Originally posted by NobodyXu View Post

Yes, the manpage of pidfd_open https://man7.org/linux/man-pages/man2/pidfd_open.2.html has clearly stated that it can only be used when the following condition is satisfied:

It's clear that using CLONE_PIDFD in clone is the best solution without race in any possible situation.

Even if the child has already terminated by the time of the
pidfd_open() call, its PID will not have been recycled and the
returned file descriptor will refer to the resulting zombie
process. Note, however, that this is guaranteed only if the
following conditions hold true:

The bit above is important it says if the following points are not true then it not giving file descriptor. All of those 3 points are conditions that the zombie process state has ceased to exist so nothing to open file descriptor against if something else has not taken it place. Yes if those conditions are not satisfied pidfd_open might open handle connected to the wrong process or return no file descriptor.

CLONE_PIDFD really does not work much better. All it means is you have a file handle open that is pointing to nothing after its zombied so you don't have to perform any extra checks that you have the right file.

Originally posted by NobodyXu View Post

Yes, while having pidfd opened does not prevent pid from being recycled, though you can poll on it to know if the process is still alive after checking /proc/$pid/.

To be correct for a lot of cases you can avoid checking /proc/$pid if you have mtime value because you can perform fstat on the fd given back by pidfd_open to get the mtime value.

Yes if PIDFILE contained PID and mtime its perform pidfd_open then follow with fstat then you know you have the right process. If pidfd_open returns no file handle there was no active or zombie process at that PID number at the time. Yes more race condition proof using fstat than checking /proc/$pid/

Having file descriptor if the PID gives you something to work with to check that you have the right process before sending kill signal to it.

Originally posted by NobodyXu View Post

IMO they should just adopt pidfd_open.
Unix should grow up and fix its API that works in the old days but no longer work now.

https://www.freebsd.org/cgi/man.cgi?...fork&sektion=2

Code:

[I]int[/I]
[B]pdgetpid[/B]([I]int[/I] [I]fd[/I], [I]pid[/I]_[I]t[/I] [I]*pidp[/I]);

[I]int[/I]
[B]pdkill[/B]([I]int[/I] [I]fd[/I], [I]int[/I] [I]signum[/I]);

FreeBSD equals to the Linux pidfd_open stuff. Slightly different platform handling to check if its still the right file handle.

So what is need here is agreement and something added to the posix standard or we just accept we need platform unique code for process management.

I am not sure with freebsd if you can fstat against the fd to get mtime with start time of the process. Yes PID + start time equals unique ID.

There as a big problem in the past where people were pushing for init/service management systems to be written in pure posix and the result is there are a lot of alternative init and service management solutions that don't in fact work correctly due to be problem of PID recycling.

pidfd_open is not 100 percent problem free if used alone. But checking fstat on the fd or other checks that can be done with pidfd_open the result being able to detect process recycling and when detected that a PID is recycled can avoid sending kill signals to incorrect process because check.

Yes if the pidfd file descriptor is confirmed as the right one and between the time you confirm it the right one and the time you perform the pidfd command send signal to kill process the process has been recycled and replaced the signal is not going to the wrong process because the pidfd file descriptor will have been disconnected. pidfd_open used right is as race condition free as using clone(2).

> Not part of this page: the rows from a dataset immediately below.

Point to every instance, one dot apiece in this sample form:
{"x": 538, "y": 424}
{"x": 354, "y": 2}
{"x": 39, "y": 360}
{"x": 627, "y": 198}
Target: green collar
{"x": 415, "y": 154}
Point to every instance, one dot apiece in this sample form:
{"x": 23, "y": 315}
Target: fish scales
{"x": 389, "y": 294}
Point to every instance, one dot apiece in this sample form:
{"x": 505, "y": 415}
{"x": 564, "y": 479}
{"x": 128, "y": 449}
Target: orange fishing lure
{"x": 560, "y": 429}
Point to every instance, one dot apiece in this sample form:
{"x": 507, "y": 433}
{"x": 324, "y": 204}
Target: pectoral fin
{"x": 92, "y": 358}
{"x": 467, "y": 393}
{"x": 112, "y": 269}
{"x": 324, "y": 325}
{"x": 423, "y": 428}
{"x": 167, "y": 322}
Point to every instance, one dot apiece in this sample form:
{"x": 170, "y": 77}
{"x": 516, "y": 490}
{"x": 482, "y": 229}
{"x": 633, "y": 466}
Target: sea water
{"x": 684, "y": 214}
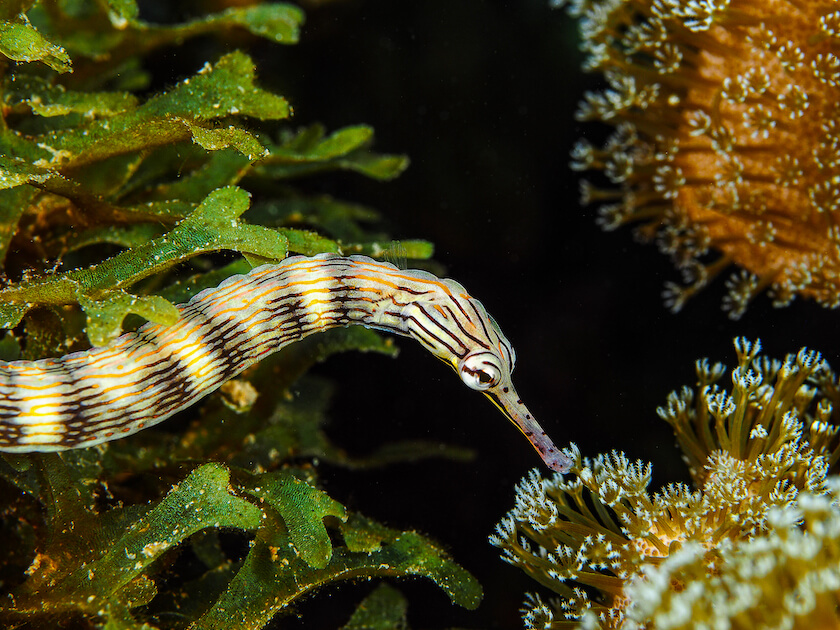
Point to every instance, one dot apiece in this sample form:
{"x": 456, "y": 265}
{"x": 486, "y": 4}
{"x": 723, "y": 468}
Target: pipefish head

Something to remember processes under Linux have a max count on the number of file descriptors they can have open. clone(2) method could complete run you out of file handles. pidfd_open equals having to take extra due care but you avoid the risk of using up all the file descriptors due to only having file handles open when you need to interface with a particular process. Of course to be sure using pidfd_open that you have the right process you need to do something else like fstat to check mtime to make sure you have the right process and it has not been replaced.

The reality is neither clone(2) or pidfd_open usage should result in not sending signals to the wrong process if used correctly. pidfd_open is possible to use incorrectly by not performing any check that you have the right process. pidfd_open is way better than raw PID numbers where you cannot safely perform check.

**NobodyXu** · 26 January 2023, 09:25 PM

Originally posted by oiaohm View Post

The bit above is important it says if the following points are not true then it not giving file descriptor. All of those 3 points are conditions that the zombie process state has ceased to exist so nothing to open file descriptor against if something else has not taken it place. Yes if those conditions are not satisfied pidfd_open might open handle connected to the wrong process or return no file descriptor.

CLONE_PIDFD really does not work much better. All it means is you have a file handle open that is pointing to nothing after its zombied so you don't have to perform any extra checks that you have the right file.

CLONE_PIDFD works when these conditions cannot be satisfied and it will always guarantee to work, since it creates that pidfd when creating the process and before that process can even run a single instruction.

Originally posted by oiaohm View Post

To be correct for a lot of cases you can avoid checking /proc/$pid if you have mtime value because you can perform fstat on the fd given back by pidfd_open to get the mtime value.

Yes if PIDFILE contained PID and mtime its perform pidfd_open then follow with fstat then you know you have the right process. If pidfd_open returns no file handle there was no active or zombie process at that PID number at the time. Yes more race condition proof using fstat than checking /proc/$pid/

I'm not sure about the mtime as it is not documented in the pidfd_open man page.

I would probably do the following to verify it's the right process:
- pidfd_open on $pid
- check /proc/$pid/
- poll on pidfd to ensure that it's still alive

It uses more syscalls and inquery /proc/$pid, but the behavior of using select/poll/epoll on pidfd is well documented in its man page.

Originally posted by oiaohm View Post

Having file descriptor if the PID gives you something to work with to check that you have the right process before sending kill signal to it.

That's true.

Originally posted by oiaohm View Post

FreeBSD equals to the Linux pidfd_open stuff. Slightly different platform handling to check if its still the right file handle.

So what is need here is agreement and something added to the posix standard or we just accept we need platform unique code for process management.

Would definitely be good to have it in posix for portable code, but it seems to be moving slowly nowadays.

Originally posted by oiaohm View Post

There as a big problem in the past where people were pushing for init/service management systems to be written in pure posix and the result is there are a lot of alternative init and service management solutions that don't in fact work correctly due to be problem of PID recycling.

Broken Unix API again... Along with fork/vfork + exec, where other OSes have fixes for it but Linux hasn't yet.

Originally posted by oiaohm View Post

Something to remember processes under Linux have a max count on the number of file descriptors they can have open. clone(2) method could complete run you out of file handles. pidfd_open equals having to take extra due care but you avoid the risk of using up all the file descriptors due to only having file handles open when you need to interface with a particular process. Of course to be sure using pidfd_open that you have the right process you need to do something else like fstat to check mtime to make sure you have the right process and it has not been replaced.

The reality is neither clone(2) or pidfd_open usage should result in not sending signals to the wrong process if used correctly. pidfd_open is possible to use incorrectly by not performing any check that you have the right process. pidfd_open is way better than raw PID numbers where you cannot safely perform check.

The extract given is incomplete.